My thoughts quickly moved on to the song itself: the desperation of unrequited love that is so easily visible in regard to an unthinking creature like my fish, and the strange applicability of a song concerned with human love to an uncaring creature that sits on my desk. The connection between the song, the fish and myself faded as the song came to an end. I was reminded of the strange hum following a particularly emotional live performance when the connection is broken and the artist looks out at a sea of people, only to realize that they don’t have a real connection with any of them — this same realization, of course, is reflected in each concert-goer’s eyes. This strange sensation marks the jarring end of the reprieve that a connection made by music can provide. I experienced this same sensation when I realized that the fish was incapable of feeling the same value towards me as I experienced in the half-second I thought he was dead. This pale image of unrequited love followed me around for days, leaving me to wonder if there is a reason for all those fish metaphors when talking about love. 

My fish continued to swim around unknowingly, as it was expected to do. I found myself in a similar situation only days later. As I was watching him, waiting for my roommate to start up “Grey’s Anatomy” on her laptop and mindlessly munching on Baby Goldfish crackers, I childishly felt the need to share my snack with him. I watched the cracker plop into the water and slowly start to disintegrate, only to hear my roommate ask what I was doing.

I suddenly remembered a book I read last summer where the narrator fed his lover’s goldfish crackers only for them to die the next morning. As I plunged my hand into Ezra’s tank, I remembered the narrator’s lament for the rest of the book: “But why did they have to die?” I was once again reminded of the toxicity of unreturned love, of simply wanting to share or provide in a way that is damaging. I was once again presented with art I had previously found to be absurd; I once again saw the absurdity of unrequited love.

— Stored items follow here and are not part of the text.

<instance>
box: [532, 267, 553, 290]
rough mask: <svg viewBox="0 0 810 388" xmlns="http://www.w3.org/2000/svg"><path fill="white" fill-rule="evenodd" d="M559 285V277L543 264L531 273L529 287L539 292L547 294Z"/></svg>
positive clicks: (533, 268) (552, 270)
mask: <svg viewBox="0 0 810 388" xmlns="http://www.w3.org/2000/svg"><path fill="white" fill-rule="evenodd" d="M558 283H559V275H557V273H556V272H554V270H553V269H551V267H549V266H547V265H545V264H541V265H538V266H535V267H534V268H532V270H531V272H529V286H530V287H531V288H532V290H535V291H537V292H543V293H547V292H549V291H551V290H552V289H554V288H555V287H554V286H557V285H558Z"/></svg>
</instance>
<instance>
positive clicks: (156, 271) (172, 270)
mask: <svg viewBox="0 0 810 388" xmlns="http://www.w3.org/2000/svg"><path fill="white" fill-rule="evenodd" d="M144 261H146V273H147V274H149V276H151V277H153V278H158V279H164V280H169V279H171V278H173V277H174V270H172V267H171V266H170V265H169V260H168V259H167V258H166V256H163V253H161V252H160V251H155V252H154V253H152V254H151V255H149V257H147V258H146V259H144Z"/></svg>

Again, I overthought the situation, desperate for the people around me to find the same meaning in it as I did. I even texted someone I hadn’t talked to since June about it, but my roommate simply hit play on Netflix, my friends laughed at another story of my ditziness and the text reply was about the book. I continued to think about it and tell anyone who was willing to listen to the story, looking for someone to explain the emptiness of fish ownership to me.

I was coming back from a shower, simultaneously reprimanding myself for overthinking and thinking about the absurdity of my writing this piece about a literal fish, when I looked on the closet door to see a collection of rainbows dancing along the wood — they had appeared as a result of Ezra’s tank, which acts as a prism at sunset. I immediately took a picture and sent it to my friends, who all responded with cute comments. I realized that they probably understood all along — the feeling of connection that comes with listening to your favorite artist for the first time or reading a good book was back. The feeling of the universe gifting you something to help you understand was setting in. I can’t write a novel or create a music video, but I do get to participate in the absurd life that inspires art. Sometimes, that’s enough. In the end, I realized this all because of a stupid fish — that, and an even dumber rainbow.